Die Künstlerin ist Opfer und Priesterin zugleich

Abramović inszeniert ihre Kunst als Ritual, aber sie ist das Opfer und die Priesterin zugleich. Der Einsatz ist die Unversehrtheit ihres Körpers. Selbst ein harmloser Workshop mit Studenten beginnt bei ihr damit, dass alle einschließlich der Professorin fünf Tage fasten.
Das Buch, das die Künstlerin über ihre Arbeit und ihr Leben geschrieben hat, ist in einem sachlichen, beinahe neutralen Ton der Selbstbeobachtung gehalten. Es ist frei von Eitelkeit und oft ist die Intensität, ist das Zu-Weit-Gehen-Wollen erschreckend. Schmerzen und Ängste zu überwinden vor Publikum, so könnte man Abramovićs Anliegen beschreiben: Für das Publikum tut sie es so sehr wie für sich selbst.
Nach zwölf Jahren beendet sie ihre Beziehung zu Ulay auf spektakuläre Weise.

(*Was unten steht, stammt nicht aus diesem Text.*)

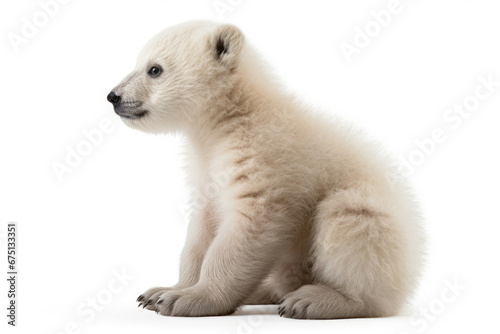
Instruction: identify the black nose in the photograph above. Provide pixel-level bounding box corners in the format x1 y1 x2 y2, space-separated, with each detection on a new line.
108 92 120 106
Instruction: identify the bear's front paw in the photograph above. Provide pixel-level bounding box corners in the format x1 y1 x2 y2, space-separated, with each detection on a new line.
137 286 181 310
155 286 234 317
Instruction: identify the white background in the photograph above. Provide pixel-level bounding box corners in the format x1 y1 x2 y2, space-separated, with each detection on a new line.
0 0 500 334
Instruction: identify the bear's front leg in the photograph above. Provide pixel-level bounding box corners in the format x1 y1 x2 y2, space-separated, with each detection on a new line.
156 200 291 317
137 203 217 310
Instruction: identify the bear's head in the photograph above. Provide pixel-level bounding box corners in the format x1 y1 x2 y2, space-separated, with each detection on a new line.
107 22 245 133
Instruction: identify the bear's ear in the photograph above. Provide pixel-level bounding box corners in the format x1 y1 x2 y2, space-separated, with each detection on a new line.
210 24 245 70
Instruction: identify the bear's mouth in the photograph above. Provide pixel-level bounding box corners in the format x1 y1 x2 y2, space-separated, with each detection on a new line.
115 110 148 119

Vielleicht tritt sie danach bereits in die selbstreflexive Phase ihres Schaffens ein, die sie zurück in Museumsräume und auf Bühnen führt, ihr einen Löwen auf der Biennale einträgt und viele weitere berühmte Preise. In den neunziger Jahren wird sie von der jüngeren Generation entdeckt und bis heute verehren sie alle, die es lieben, Zeugen und Partizipanten künstlerischen Handelns und Denkens zu werden.